Cogito Ergo Non Serviam

Conservative Party Manifesto Explains Britain's Next Government

The Conservative Party has unveiled its election manifesto, and given the polls, the structure of the election and the ineptitude of Labour, this 88-page document will be the blueprint by which Britain is governed for the next five years. It is truly a conservative paper, and there are still Thatcherite tones to it. However, Margaret Thatcher's Britain is dead and gone, largely thanks to the Lady herself. Ms. May's conservative government will deal with the problems of this decade not those of the 1980s.

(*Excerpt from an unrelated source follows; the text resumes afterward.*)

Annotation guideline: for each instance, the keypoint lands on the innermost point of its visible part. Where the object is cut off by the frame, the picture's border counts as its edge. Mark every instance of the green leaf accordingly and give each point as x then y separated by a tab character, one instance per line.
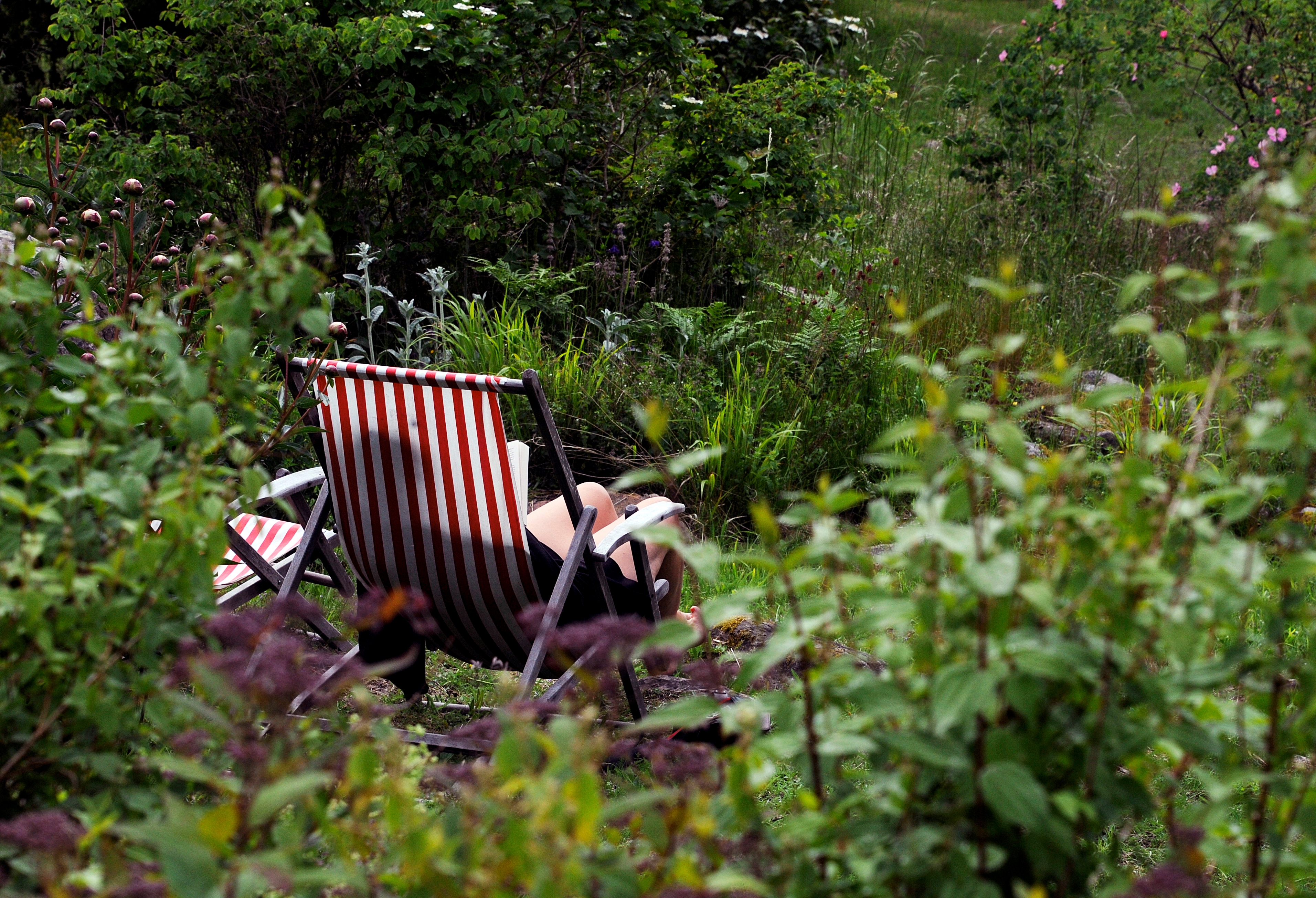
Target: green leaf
282	793
1170	348
1014	794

First and foremost is Brexit. Leaving the EU really does mean leaving the EU, and Ms. May will claim that her election victory is an endorsement of a hard Brexit. It is softened only slightly by a commitment to retain the Human Rights Act and stay within the European convention on human rights through the next parliament. The wording is such that whatever Ms. May secures by way of an exit deal (or none at all) she can claim was approved by the voters during this election.

Part of Brexit is immigration, and here, the Tories are divided. Although the manifesto pledges them to reduce net migration to fewer than 100,000 people, it's a target that hasn't been met in the last seven years. So, why start now? The Guardian says, "Students will remain part of the target. The government will continue to bear down on non-EU migration by increasing earnings thresholds for family migration, introducing tougher visa rules for students, doubling the immigration skills charge to £2,000 a year for each skilled worker recruited, and increasing the NHS charges they pay. A significant number of visas will be set aside for strategically important sectors, such as digital technology." This suggests a new immigration policy is on the way, and the 100,000 figure is merely window dressing.

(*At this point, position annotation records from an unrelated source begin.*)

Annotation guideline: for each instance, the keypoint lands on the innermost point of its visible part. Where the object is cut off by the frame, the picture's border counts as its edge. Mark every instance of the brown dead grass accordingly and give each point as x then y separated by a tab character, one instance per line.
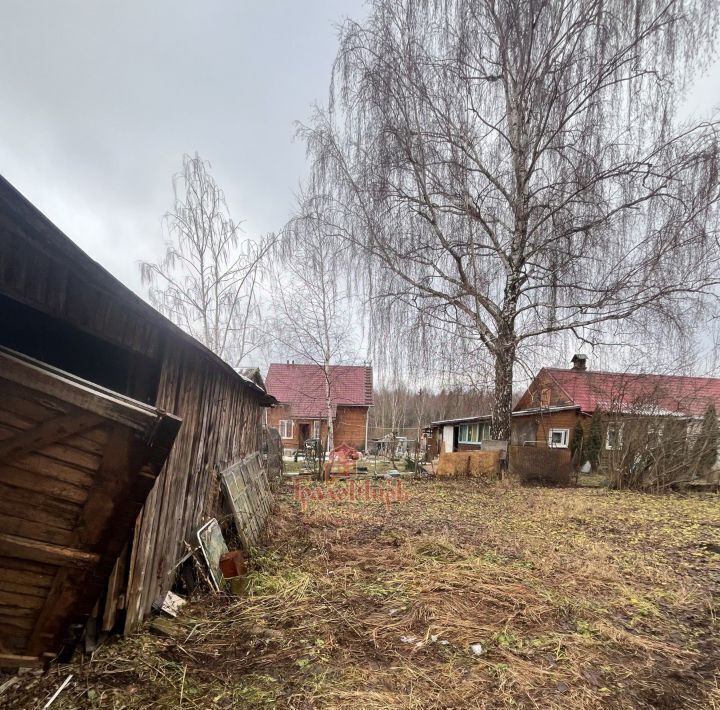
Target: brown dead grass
578	599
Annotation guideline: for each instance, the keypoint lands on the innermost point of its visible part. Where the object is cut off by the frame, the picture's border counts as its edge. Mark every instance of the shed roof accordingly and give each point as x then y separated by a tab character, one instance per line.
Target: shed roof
642	393
34	228
303	388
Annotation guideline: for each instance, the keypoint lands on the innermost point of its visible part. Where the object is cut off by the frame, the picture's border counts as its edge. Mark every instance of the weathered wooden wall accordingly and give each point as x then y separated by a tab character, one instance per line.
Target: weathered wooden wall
221	423
105	333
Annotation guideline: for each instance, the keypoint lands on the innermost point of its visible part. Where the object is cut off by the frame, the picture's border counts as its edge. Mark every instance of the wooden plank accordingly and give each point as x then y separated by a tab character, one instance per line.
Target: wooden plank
50	431
37	377
53	468
38	507
35	531
15	546
19	478
20	600
23	587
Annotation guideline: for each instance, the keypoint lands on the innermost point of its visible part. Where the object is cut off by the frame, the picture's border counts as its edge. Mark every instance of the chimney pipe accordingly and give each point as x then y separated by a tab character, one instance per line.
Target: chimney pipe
579	362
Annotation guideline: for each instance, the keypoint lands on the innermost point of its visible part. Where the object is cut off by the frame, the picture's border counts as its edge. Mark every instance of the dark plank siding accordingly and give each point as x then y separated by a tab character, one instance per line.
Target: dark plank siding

Next come taxes. The Tories say, "It is our firm intention to reduce taxes on Britain's businesses and working families." They also say, "We will continue to aim for a balanced budget by the middle of the next decade, in line with the fiscal rules announced by the chancellor in his autumn statement last year." Continue to aim is a phrase through which an oil tanker could be driven sideways. The corporate tax will fall to 17%. VAT won't go up, but it will likely be applied to more goods and services. Raising the personal allowance and the threshold for the top tax rate should sail through the House. And yet, the commitment to a balanced budget by 2025 remains, when the current Tory leadership will be retired or in Lords.

In Britain, one cannot avoid speaking of taxes without talking about the National Health Service. Here, the Tories are surprisingly unThatcherite. The government will spend an additional £8 billion in real terms over the next five years on the NHS. Whether this is entirely new spending is a matter of debate, but more spending is certain. After the recent ransomware attack, it is clear that the UK needs to update a lot of its hospital infrastructure..

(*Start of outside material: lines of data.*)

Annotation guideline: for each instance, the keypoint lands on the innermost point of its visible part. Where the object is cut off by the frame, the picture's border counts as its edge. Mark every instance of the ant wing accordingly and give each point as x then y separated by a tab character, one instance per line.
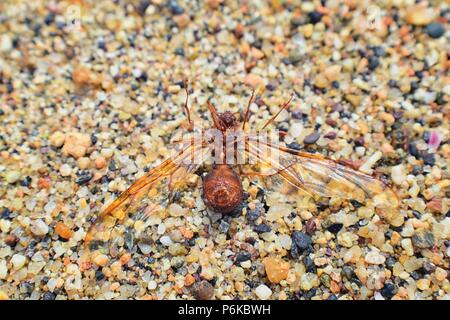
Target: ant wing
138	209
293	173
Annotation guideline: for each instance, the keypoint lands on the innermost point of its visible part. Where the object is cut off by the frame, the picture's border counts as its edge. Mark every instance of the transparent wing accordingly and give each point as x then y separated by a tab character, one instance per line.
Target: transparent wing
294	172
129	216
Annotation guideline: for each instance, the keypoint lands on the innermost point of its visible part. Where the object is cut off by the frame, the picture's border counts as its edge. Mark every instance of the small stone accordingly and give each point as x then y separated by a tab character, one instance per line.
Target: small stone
354	99
373	62
314	17
389	290
57	139
224	226
335	228
333	73
419	15
3	269
18	261
301	240
145	247
182	20
276	269
6	43
423	284
440	274
202	290
398	174
175	210
83	163
253	80
63	230
374	257
166	241
177	249
100	163
241	257
312	138
263	292
65	170
76	144
100	260
39	227
407	245
321	82
12	176
308	281
435	30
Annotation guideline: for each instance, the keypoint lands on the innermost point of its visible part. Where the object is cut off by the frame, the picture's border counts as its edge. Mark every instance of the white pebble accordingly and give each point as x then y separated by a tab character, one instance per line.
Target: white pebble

As for education, the budget will grow by £4 billion by 2022, and a billion of that will go to help out failing schools. Free school lunches are gone, replaced by free school breakfasts. While one can argue over which meal is more important, surely Britain could feed its children both. Surely, the best solution is to raise incomes so that no child needs a state subsidy -- all one needs do is abolish poverty.

What's missing? It's pretty lean on foreign policy apart from Brexit. Nothing on Afghanistan, China, Iraq, Libya, North Korea, Russia, Syria nor on Yemen. The Israel-Palestine conflict is not mentioned either. No mention of privatizations. No plans for further welfare reform. Best of all, there isn't a word about the £350 million a week extra for the NHS that the Leave campaign said would flow from Brexit.

It will come as no surprise to regular readers that this journal will not be backing Ms. May and her Tories, but neither will this journal be surprised when the British electorate give them a majority in excess of 100 seats.